Manado, Barta1.com — CEO PT Tambang Mas Sangihe ITMS) , Terry Filbert, secara terbuka mengindikasikan dana yang digunakan gerakan Save Sangihe Island (SSI) bersumber dari penambang emas liar di Pulau Sangihe. Namun SSI lewat Alfred Pontolondo menyatakan Terry melakukan pembohongan publik.
“Tidak benar kami disponsori pelaku penambang emas liar, justru penggalangan dana yang dilakukan SSI itu sifatnya gotong-royong dari pihak-pihak yang merasa perlu berjuang membebaskan Sangihe dari korporasi yang bisa menjerumuskan alam Sangihe dalam kehancuran,” kata Alfrets pada sejumlah wartawan di Manado, Jumat (10/02/2023).
“Terry Filbert bohong dan ini pembohongan publik, karena justru dana ini kami dapatkan salah satu sumbernya dari jemaat gereja GMIST di Tagulandang dan ini bisa dibuktikan,” jelas dia.
Tudingan Terry Filbert soal keterlibatan pengusaha tambang emas tanpa izin di balik SSI disampaikan dalam sebuah momen yang tayang di channel Youtube Star official yang diunggah baru-baru.
Dalam video bertajuk “Kontrak Karya PT TMS Masih Berlaku.
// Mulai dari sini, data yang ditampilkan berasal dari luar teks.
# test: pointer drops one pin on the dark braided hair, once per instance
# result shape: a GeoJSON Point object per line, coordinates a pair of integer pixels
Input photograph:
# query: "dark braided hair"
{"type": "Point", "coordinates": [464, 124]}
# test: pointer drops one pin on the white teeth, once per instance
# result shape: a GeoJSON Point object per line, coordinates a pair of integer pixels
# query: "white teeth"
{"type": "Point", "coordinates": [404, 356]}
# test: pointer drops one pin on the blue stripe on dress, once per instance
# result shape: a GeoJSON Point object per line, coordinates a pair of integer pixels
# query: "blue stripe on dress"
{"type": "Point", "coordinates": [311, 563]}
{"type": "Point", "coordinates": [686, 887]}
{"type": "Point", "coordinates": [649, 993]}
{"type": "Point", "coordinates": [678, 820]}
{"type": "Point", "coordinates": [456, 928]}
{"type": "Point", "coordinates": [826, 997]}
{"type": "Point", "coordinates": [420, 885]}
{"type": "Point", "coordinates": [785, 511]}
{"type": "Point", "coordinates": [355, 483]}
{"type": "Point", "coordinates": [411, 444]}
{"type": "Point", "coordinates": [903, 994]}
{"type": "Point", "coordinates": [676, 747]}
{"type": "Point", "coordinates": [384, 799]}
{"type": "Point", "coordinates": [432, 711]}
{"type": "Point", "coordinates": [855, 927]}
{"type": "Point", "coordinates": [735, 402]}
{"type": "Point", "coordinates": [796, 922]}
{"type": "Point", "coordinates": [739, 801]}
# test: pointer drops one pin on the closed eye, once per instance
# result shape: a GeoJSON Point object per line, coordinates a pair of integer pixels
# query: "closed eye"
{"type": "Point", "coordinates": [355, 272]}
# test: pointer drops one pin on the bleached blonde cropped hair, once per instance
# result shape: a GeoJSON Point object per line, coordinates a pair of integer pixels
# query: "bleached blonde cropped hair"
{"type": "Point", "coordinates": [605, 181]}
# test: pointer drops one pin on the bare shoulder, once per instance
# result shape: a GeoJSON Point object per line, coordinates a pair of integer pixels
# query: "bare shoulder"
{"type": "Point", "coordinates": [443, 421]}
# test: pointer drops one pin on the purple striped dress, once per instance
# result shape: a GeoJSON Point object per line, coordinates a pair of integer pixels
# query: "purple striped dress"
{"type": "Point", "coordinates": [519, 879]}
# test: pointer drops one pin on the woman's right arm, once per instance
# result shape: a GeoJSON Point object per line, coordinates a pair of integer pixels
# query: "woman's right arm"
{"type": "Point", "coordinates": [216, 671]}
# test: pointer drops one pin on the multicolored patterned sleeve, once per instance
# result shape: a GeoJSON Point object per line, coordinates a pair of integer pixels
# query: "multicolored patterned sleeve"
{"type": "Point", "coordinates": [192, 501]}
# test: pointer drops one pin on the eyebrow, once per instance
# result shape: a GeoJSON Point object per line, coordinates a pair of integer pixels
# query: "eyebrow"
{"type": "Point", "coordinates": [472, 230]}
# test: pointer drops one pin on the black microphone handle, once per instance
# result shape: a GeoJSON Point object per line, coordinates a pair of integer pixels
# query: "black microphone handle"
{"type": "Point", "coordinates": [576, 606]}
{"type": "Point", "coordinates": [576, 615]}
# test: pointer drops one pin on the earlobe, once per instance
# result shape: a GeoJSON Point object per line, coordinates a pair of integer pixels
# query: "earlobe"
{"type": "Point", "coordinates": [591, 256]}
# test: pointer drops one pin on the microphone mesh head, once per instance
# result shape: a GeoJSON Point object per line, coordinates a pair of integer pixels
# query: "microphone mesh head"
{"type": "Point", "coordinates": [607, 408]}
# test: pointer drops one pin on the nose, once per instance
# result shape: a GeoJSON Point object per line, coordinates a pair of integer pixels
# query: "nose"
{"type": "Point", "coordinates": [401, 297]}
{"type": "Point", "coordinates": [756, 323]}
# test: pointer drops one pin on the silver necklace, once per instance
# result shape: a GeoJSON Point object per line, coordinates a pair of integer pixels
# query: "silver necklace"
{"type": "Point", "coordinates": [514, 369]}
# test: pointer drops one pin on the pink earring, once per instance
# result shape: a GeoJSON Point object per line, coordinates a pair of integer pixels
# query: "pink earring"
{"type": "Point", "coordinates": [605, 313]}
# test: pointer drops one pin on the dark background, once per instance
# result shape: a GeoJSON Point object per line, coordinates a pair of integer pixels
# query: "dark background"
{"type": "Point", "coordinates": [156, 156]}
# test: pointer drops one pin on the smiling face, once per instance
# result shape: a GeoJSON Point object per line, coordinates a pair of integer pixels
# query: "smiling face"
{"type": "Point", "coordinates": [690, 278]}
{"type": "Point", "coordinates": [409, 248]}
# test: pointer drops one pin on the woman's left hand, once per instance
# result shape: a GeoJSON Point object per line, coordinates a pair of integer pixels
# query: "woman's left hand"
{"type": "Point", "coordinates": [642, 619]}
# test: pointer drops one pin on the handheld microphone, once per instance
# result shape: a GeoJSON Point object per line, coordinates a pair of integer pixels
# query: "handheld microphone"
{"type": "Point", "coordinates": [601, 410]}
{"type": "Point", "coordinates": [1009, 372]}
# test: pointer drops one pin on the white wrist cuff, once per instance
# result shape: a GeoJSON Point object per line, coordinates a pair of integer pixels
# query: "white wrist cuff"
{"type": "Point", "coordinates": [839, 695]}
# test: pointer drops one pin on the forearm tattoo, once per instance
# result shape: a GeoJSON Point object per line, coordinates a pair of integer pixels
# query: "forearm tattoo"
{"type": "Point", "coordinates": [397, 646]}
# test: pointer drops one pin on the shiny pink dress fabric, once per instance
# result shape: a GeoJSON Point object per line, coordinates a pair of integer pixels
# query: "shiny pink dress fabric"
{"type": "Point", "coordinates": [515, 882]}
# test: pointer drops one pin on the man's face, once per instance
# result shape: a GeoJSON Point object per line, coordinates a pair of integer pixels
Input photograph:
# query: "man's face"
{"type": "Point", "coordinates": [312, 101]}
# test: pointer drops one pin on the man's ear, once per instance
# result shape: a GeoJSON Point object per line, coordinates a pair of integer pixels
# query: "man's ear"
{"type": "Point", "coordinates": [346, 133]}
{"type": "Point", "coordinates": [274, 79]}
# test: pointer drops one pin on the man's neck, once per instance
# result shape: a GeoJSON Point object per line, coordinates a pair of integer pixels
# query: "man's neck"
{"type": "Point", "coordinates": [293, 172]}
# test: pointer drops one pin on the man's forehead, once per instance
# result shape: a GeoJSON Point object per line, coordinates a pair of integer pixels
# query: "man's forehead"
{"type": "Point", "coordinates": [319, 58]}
Ini Penjelasan Presdir Senior In-House Legal Counsel PT TMS” berdurasi 22,39 menit itu, Terry sempat melontarkan bahwa gerakan SSI tidak memprotes penambang ilegal karena mendapat aliran dana dari aktivitas penambang tanpa izin itu.
“It’s how the leader of SSI earn they money, this is how they pay their schools fee for their kids and how they pay their cars (begitulah cara para pemimpin SSI mendapatkan uang mereka, begitulah cara mereka membayar biaya sekolah untuk anak-anak mereka dan bagaimana mereka membayar mobil mereka,” ujar Terry yang diterjemahkan pengacara PT TMS, Rico Pandeirot.
Namun Alfrets yang duduk bersama Jull Takaliuang —salah satu inisiator SSI, dan Claudio Tumbel SH, salah satu kuasa hukum gerakan ini, sekali lagi memastikan bahwa pendanaan SSI adalah gerakan mandiri dari masyarakat dan sejumlah pihak yang concern dengan masalah lingkungan.
Alfrets balik menyatakan, dengan tudingan seperti itu, Terry telah melecehkan sejumlah lembaga yang ikut menyokong SSI dalam perlawanan melawan korporasi tambang emas di Sangihe. Bahkan dia mengingatkan, justru pernah ada informasi bahwa PT TMS sendiri akan memberikan lahan 10 Ha bagi pelaku tambang rakyat untuk beroperasi.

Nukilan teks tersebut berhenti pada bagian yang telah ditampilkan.